Como se sabe, na sua acepção originária, este princípio proíbe a utilização ou transformação do homem em objeto dos processos e ações estatais. O Estado está vinculado ao dever de respeito e proteção do indivíduo contra exposição a ofensas ou humilhações. A propósito, em comentários ao art. 1º da Constituição alemã, afirma Günther Dürig que a submissão do homem a um processo judicial indefinido e sua degradação como objeto do processo estatal atenta contra o princípio da proteção judicial efetiva (rechtliches Gehör) e fere o princípio da dignidade humana [“Eine Auslieferung des Menschen an ein staatliches Verfahren und eine Degradierung zum Objekt dieses Verfahrens wäre die Verweigerung des rechtlichen Gehörs.”] (MAUNZ-DÜRIG, Grundgesetz Kommentar, Band I, München, Verlag C.H.Beck , 1990, 1I 18).

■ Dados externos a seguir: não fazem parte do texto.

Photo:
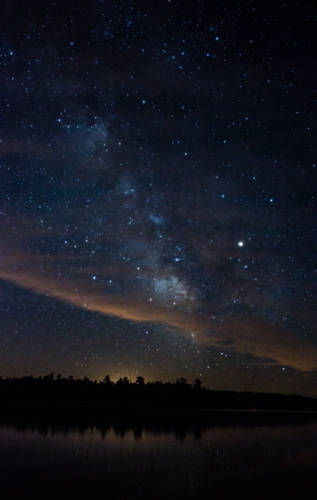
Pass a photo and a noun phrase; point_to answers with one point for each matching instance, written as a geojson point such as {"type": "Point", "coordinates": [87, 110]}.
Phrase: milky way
{"type": "Point", "coordinates": [158, 191]}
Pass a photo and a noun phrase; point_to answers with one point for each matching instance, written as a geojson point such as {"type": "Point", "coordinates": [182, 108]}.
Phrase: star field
{"type": "Point", "coordinates": [158, 191]}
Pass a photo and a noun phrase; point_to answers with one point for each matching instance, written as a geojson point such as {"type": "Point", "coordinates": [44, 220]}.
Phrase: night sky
{"type": "Point", "coordinates": [158, 182]}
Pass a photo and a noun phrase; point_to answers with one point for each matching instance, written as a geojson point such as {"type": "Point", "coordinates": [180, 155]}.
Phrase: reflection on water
{"type": "Point", "coordinates": [115, 460]}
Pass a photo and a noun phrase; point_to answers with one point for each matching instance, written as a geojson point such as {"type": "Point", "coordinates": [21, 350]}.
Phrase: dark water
{"type": "Point", "coordinates": [219, 461]}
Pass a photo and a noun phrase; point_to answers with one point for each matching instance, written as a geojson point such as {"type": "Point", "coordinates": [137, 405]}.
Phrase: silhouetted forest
{"type": "Point", "coordinates": [139, 394]}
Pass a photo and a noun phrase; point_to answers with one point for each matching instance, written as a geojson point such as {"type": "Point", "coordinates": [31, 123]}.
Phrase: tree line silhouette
{"type": "Point", "coordinates": [140, 394]}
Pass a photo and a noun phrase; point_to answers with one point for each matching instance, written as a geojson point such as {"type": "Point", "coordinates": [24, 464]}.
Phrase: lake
{"type": "Point", "coordinates": [222, 459]}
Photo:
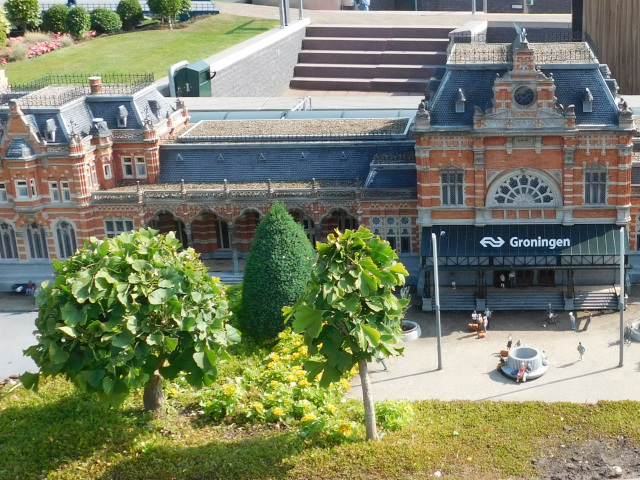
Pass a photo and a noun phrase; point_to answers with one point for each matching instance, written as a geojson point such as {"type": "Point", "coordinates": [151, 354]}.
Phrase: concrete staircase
{"type": "Point", "coordinates": [369, 58]}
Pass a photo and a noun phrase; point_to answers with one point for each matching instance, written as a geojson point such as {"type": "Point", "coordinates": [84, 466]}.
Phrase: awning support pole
{"type": "Point", "coordinates": [437, 291]}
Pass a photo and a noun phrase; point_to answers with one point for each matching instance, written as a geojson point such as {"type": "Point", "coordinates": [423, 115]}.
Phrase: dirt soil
{"type": "Point", "coordinates": [592, 460]}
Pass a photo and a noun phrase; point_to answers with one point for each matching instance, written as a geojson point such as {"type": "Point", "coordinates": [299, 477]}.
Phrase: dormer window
{"type": "Point", "coordinates": [153, 105]}
{"type": "Point", "coordinates": [460, 101]}
{"type": "Point", "coordinates": [123, 113]}
{"type": "Point", "coordinates": [587, 101]}
{"type": "Point", "coordinates": [50, 130]}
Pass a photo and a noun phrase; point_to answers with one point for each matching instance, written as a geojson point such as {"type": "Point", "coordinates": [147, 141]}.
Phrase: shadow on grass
{"type": "Point", "coordinates": [256, 457]}
{"type": "Point", "coordinates": [245, 27]}
{"type": "Point", "coordinates": [38, 439]}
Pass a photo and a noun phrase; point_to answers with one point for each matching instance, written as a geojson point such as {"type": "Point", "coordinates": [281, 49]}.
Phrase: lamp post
{"type": "Point", "coordinates": [621, 297]}
{"type": "Point", "coordinates": [437, 293]}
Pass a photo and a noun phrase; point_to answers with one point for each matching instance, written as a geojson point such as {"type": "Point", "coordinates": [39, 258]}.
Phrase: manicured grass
{"type": "Point", "coordinates": [60, 434]}
{"type": "Point", "coordinates": [143, 51]}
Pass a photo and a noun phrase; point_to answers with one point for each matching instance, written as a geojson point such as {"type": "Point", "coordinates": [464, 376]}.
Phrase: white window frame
{"type": "Point", "coordinates": [65, 190]}
{"type": "Point", "coordinates": [116, 226]}
{"type": "Point", "coordinates": [22, 189]}
{"type": "Point", "coordinates": [54, 192]}
{"type": "Point", "coordinates": [127, 164]}
{"type": "Point", "coordinates": [395, 229]}
{"type": "Point", "coordinates": [141, 167]}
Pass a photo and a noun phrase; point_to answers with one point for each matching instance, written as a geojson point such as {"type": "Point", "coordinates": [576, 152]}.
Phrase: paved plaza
{"type": "Point", "coordinates": [469, 364]}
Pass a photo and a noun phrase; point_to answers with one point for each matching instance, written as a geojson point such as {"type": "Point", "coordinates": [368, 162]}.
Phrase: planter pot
{"type": "Point", "coordinates": [411, 330]}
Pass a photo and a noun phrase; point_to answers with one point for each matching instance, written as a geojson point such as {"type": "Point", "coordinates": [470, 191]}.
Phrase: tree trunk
{"type": "Point", "coordinates": [153, 397]}
{"type": "Point", "coordinates": [367, 399]}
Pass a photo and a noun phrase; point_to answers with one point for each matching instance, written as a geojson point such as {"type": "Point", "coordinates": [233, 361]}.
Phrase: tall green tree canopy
{"type": "Point", "coordinates": [123, 311]}
{"type": "Point", "coordinates": [276, 273]}
{"type": "Point", "coordinates": [349, 313]}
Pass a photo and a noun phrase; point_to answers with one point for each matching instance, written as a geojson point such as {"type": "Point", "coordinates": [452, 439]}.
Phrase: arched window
{"type": "Point", "coordinates": [523, 189]}
{"type": "Point", "coordinates": [66, 239]}
{"type": "Point", "coordinates": [8, 246]}
{"type": "Point", "coordinates": [37, 241]}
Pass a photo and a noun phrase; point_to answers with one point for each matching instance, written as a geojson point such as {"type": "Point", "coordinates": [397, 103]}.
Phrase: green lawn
{"type": "Point", "coordinates": [149, 51]}
{"type": "Point", "coordinates": [62, 434]}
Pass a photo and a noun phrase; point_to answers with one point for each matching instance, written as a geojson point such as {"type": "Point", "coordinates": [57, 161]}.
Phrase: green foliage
{"type": "Point", "coordinates": [168, 9]}
{"type": "Point", "coordinates": [122, 308]}
{"type": "Point", "coordinates": [104, 20]}
{"type": "Point", "coordinates": [276, 273]}
{"type": "Point", "coordinates": [130, 13]}
{"type": "Point", "coordinates": [392, 415]}
{"type": "Point", "coordinates": [273, 389]}
{"type": "Point", "coordinates": [78, 22]}
{"type": "Point", "coordinates": [55, 19]}
{"type": "Point", "coordinates": [23, 13]}
{"type": "Point", "coordinates": [349, 312]}
{"type": "Point", "coordinates": [5, 26]}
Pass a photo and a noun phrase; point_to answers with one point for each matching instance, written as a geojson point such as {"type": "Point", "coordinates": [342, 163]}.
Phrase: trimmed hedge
{"type": "Point", "coordinates": [105, 21]}
{"type": "Point", "coordinates": [130, 12]}
{"type": "Point", "coordinates": [276, 274]}
{"type": "Point", "coordinates": [78, 22]}
{"type": "Point", "coordinates": [54, 20]}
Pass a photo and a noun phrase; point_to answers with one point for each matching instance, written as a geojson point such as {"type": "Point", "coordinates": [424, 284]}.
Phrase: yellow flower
{"type": "Point", "coordinates": [344, 383]}
{"type": "Point", "coordinates": [345, 430]}
{"type": "Point", "coordinates": [229, 389]}
{"type": "Point", "coordinates": [308, 418]}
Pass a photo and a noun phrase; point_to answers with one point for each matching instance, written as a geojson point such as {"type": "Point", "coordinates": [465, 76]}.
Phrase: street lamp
{"type": "Point", "coordinates": [621, 303]}
{"type": "Point", "coordinates": [437, 293]}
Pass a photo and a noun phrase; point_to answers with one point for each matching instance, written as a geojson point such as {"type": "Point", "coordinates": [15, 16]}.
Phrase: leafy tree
{"type": "Point", "coordinates": [125, 312]}
{"type": "Point", "coordinates": [104, 20]}
{"type": "Point", "coordinates": [78, 22]}
{"type": "Point", "coordinates": [349, 313]}
{"type": "Point", "coordinates": [55, 19]}
{"type": "Point", "coordinates": [23, 13]}
{"type": "Point", "coordinates": [169, 10]}
{"type": "Point", "coordinates": [276, 273]}
{"type": "Point", "coordinates": [5, 26]}
{"type": "Point", "coordinates": [130, 13]}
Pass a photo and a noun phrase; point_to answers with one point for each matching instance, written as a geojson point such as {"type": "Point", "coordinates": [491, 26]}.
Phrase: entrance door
{"type": "Point", "coordinates": [547, 277]}
{"type": "Point", "coordinates": [524, 277]}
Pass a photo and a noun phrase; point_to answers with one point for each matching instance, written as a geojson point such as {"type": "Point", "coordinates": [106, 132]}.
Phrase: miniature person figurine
{"type": "Point", "coordinates": [581, 349]}
{"type": "Point", "coordinates": [522, 373]}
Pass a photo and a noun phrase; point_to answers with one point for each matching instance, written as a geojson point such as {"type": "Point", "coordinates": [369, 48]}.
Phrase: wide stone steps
{"type": "Point", "coordinates": [595, 301]}
{"type": "Point", "coordinates": [369, 58]}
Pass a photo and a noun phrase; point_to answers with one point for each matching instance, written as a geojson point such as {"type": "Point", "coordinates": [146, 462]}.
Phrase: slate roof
{"type": "Point", "coordinates": [20, 148]}
{"type": "Point", "coordinates": [477, 85]}
{"type": "Point", "coordinates": [108, 109]}
{"type": "Point", "coordinates": [280, 163]}
{"type": "Point", "coordinates": [396, 178]}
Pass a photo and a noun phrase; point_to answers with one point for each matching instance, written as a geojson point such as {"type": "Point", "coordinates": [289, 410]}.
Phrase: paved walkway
{"type": "Point", "coordinates": [470, 364]}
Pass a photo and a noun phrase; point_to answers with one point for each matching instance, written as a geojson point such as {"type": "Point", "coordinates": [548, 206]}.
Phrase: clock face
{"type": "Point", "coordinates": [523, 96]}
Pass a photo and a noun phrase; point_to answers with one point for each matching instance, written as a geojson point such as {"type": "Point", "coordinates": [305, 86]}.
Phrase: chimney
{"type": "Point", "coordinates": [95, 84]}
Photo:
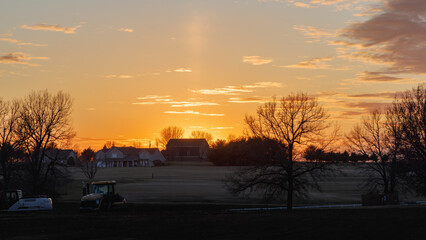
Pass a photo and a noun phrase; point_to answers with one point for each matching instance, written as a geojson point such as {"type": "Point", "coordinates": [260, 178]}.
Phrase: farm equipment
{"type": "Point", "coordinates": [101, 197]}
{"type": "Point", "coordinates": [12, 201]}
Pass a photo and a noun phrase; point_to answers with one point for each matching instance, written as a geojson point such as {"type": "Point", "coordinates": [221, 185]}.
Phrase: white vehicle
{"type": "Point", "coordinates": [12, 201]}
{"type": "Point", "coordinates": [32, 204]}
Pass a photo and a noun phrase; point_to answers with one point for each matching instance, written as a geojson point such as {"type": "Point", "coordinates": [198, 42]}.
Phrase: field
{"type": "Point", "coordinates": [203, 183]}
{"type": "Point", "coordinates": [188, 201]}
{"type": "Point", "coordinates": [215, 222]}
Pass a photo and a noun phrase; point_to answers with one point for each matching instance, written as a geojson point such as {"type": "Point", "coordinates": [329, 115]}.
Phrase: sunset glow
{"type": "Point", "coordinates": [135, 67]}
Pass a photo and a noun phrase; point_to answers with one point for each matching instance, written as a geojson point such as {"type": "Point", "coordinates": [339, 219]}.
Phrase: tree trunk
{"type": "Point", "coordinates": [290, 178]}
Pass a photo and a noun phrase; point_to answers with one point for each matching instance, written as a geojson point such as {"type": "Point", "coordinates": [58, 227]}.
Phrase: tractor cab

No caso dos autos, afigura-se inequívoco, pelo menos em sede de juízo cautelar, que o não reconhecimento do direito de não responder às perguntas, cujas respostas possam vir a incriminá-lo, importará graves e irreversíveis prejuízos a direito fundamental do paciente.

Com relação aos fatos que não impliquem auto-incriminação, persiste a obrigação de o depoente prestar informações.

Nesses termos, defiro a liminar para que o paciente tenha assegurado o direito à não auto-incriminação.

Expeça-se o salvo conduto.

Comunique-se, mediante telex, ao Presidente da Comissão Parlamentar Mista de Inquérito.

Requisitem-se informações.

Após, vista à Procuradoria-Geral da República.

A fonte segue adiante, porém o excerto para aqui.